Causal Inference and Machine Learning
In this section you will find a repository of the Applied Statistics course I took as an undergraduate at PUCP. The course was taught to provide us with the necessary tools for all those who are starting in Machine Learning.
Below I will detail in a summarized way what you will find in each folder of the repository.
1. Introduction to Causal Inference
Sript R - Script Python: We analyze whether there is a difference in pay between men and women (gender pay gap). The gender pay gap may partly reflect discrimination against women in the labor market or it may partly reflect a selection effect, i.e. women are relatively more likely to accept occupations that pay somewhat less (e.g. school teaching). We focus on the subset of college-educated workers. We found that, in particular, the difference in average logwage between men and women is equal to $0,0815$. Also, the unconditional gender wage gap is about $8.15$% for the group of never married workers (women get paid less on average in our sample). We also observe that never married working women are relatively more educated than working men and have more working experience.Then, we see that the unconditional wage gap of size $8$% for women decreases to about $5$% after controlling for worker characteristics.
Also, at the end of the Python script you will be able to see the demonstration and a brief explanation of the Frisch-Waugh-Lovell Theorem.
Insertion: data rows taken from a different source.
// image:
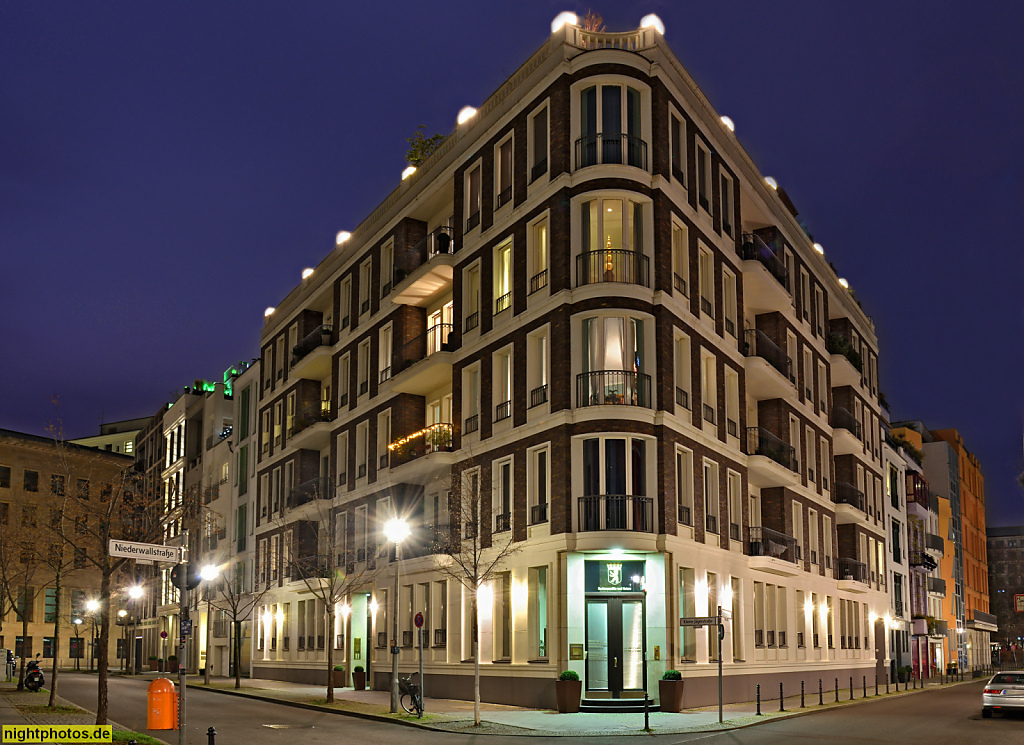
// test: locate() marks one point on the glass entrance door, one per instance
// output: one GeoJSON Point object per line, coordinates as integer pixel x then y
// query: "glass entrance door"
{"type": "Point", "coordinates": [614, 645]}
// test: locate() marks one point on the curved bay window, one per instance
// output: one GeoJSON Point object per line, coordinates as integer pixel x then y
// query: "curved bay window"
{"type": "Point", "coordinates": [611, 243]}
{"type": "Point", "coordinates": [613, 363]}
{"type": "Point", "coordinates": [614, 485]}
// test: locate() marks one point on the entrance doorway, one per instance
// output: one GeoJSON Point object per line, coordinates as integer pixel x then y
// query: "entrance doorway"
{"type": "Point", "coordinates": [614, 647]}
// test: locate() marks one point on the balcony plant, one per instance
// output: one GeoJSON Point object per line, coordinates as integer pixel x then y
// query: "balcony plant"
{"type": "Point", "coordinates": [568, 688]}
{"type": "Point", "coordinates": [670, 690]}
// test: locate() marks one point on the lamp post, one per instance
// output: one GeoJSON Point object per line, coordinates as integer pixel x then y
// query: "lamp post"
{"type": "Point", "coordinates": [395, 530]}
{"type": "Point", "coordinates": [209, 573]}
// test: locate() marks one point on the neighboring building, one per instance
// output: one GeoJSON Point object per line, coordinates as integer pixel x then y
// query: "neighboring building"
{"type": "Point", "coordinates": [592, 311]}
{"type": "Point", "coordinates": [36, 478]}
{"type": "Point", "coordinates": [115, 436]}
{"type": "Point", "coordinates": [1006, 580]}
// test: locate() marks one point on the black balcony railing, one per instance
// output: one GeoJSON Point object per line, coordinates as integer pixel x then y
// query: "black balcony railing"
{"type": "Point", "coordinates": [765, 541]}
{"type": "Point", "coordinates": [846, 493]}
{"type": "Point", "coordinates": [613, 387]}
{"type": "Point", "coordinates": [613, 265]}
{"type": "Point", "coordinates": [762, 442]}
{"type": "Point", "coordinates": [757, 344]}
{"type": "Point", "coordinates": [616, 512]}
{"type": "Point", "coordinates": [852, 569]}
{"type": "Point", "coordinates": [842, 419]}
{"type": "Point", "coordinates": [610, 148]}
{"type": "Point", "coordinates": [322, 336]}
{"type": "Point", "coordinates": [754, 249]}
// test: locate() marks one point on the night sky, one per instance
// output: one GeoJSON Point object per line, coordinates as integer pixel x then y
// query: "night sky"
{"type": "Point", "coordinates": [167, 170]}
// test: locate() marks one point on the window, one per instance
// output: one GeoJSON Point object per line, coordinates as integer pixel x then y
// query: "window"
{"type": "Point", "coordinates": [538, 462]}
{"type": "Point", "coordinates": [503, 173]}
{"type": "Point", "coordinates": [539, 144]}
{"type": "Point", "coordinates": [539, 255]}
{"type": "Point", "coordinates": [472, 198]}
{"type": "Point", "coordinates": [711, 491]}
{"type": "Point", "coordinates": [677, 138]}
{"type": "Point", "coordinates": [603, 108]}
{"type": "Point", "coordinates": [680, 259]}
{"type": "Point", "coordinates": [611, 242]}
{"type": "Point", "coordinates": [726, 194]}
{"type": "Point", "coordinates": [503, 277]}
{"type": "Point", "coordinates": [684, 485]}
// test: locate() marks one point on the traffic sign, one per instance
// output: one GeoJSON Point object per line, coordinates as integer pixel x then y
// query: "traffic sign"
{"type": "Point", "coordinates": [145, 552]}
{"type": "Point", "coordinates": [700, 621]}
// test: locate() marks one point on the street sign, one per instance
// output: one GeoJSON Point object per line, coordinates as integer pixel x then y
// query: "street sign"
{"type": "Point", "coordinates": [145, 552]}
{"type": "Point", "coordinates": [700, 621]}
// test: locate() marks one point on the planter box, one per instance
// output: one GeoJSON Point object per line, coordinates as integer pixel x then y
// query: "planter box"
{"type": "Point", "coordinates": [567, 693]}
{"type": "Point", "coordinates": [671, 694]}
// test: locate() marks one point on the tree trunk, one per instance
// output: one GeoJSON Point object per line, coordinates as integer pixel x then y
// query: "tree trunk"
{"type": "Point", "coordinates": [329, 632]}
{"type": "Point", "coordinates": [102, 663]}
{"type": "Point", "coordinates": [56, 637]}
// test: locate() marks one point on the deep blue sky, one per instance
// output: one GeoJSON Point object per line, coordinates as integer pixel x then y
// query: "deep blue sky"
{"type": "Point", "coordinates": [168, 169]}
2. Partialling-Out using Lasso
Script R - Script Python: The data set we consider is from the March Supplement of the U.S. Current Population Survey, year 2015. We select white non-hispanic individuals, aged 25 to 64 years, and working more than 35 hours per week during at least 50 weeks of the year. We exclude self-employed workers; individuals living in group quarters; individuals in the military, agricultural or private household sectors; individuals with inconsistent reports on earnings and employment status; individuals with allocated or missing information in any of the variables used in the analysis; and individuals with hourly wage. First, we explain the idea of sample splitting to evaluate the performance of prediction rules to a fellow student and we show how to use it on the wage data. After a long evaluation, we found that the flexible regression perform a better prediction than the other ones. Overall, we see that wage gap is about $8$\% after controlling for worker characteristics.
3. RCT data with Precision Adjusment
Script R - Script Python: First,we describe the multicollinearity. In this lab, we analyze the Pennsylvania re-employment bonus experiment, which was previously studied in “Sequential testing of duration data: the case of the Pennsylvania ‘reemployment bonus’ experiment” (Bilias, 2000), among others. These experiments were conducted in the 1980s by the U.S. Department of Labor to test the incentive effects of alternative compensation schemes for unemployment insurance (UI). In these experiments, UI claimants were randomly assigned either to a control group or one of five treatment groups. Actually, there are six treatment groups in the experiments. Here we focus on treatment group 4, but feel free to explore other treatment groups. In the control group the current rules of the UI applied. Individuals in the treatment groups were offered a cash bonus if they found a job within some pre-specified period of time (qualification period), provided that the job was retained for a specified duration. The treatments differed in the level of the bonus, the length of the qualification period, and whether the bonus was declining over time in the qualification period.
4. Orthogonal Learning and Double Lasso
Script R - Script Python: First, we evaluated the reliability of the Naive Approach and Orthogonal Approach models for inference. Wefind that using the Naive approach since it is not taking into account Neyma’s Orthogonality problem cannot make inference and the beta is even biased. Then, we explain the Double Lasso Approach. Finally, we made an applied case of partialling-out with Lasso to estimate the regression coefficient (Specifically, we are interested in how the rates at which economies of different countries grow are related to the initial wealth levels in each country controlling for country’s institutional, educational, and other similar characteristics )
5. Bootstraping and Causal Tree
Script R - Script Python: We go step by step through the construction of a Bootstrapping. Finally, we find that some changes in the coefficients of interest when we estimate them in the traditional way than when we perform Bootstraping. The difference is not so large since the number of replicates has been quite large (1000).
6. Causal Forest and Debiased Machine Learning
Script Python: We replicate the results found in the paper of Athey and Wager (2018). We describe in detail how the tree was built?, we estimate ATE, we run best linear predictor analysis, we look at school-wise heterogeneity and analysis ignoring clusters. How do the results change? Finally, we used the DML algorithm. We run the next regressions: OLS without including the country characteristics., OLS including the country characteristics., DML using Lasso to predict y an d., DML using Post-Lasso to predict y an d., DML using Random Forest to predict y an d. and we chosed the best combination of models.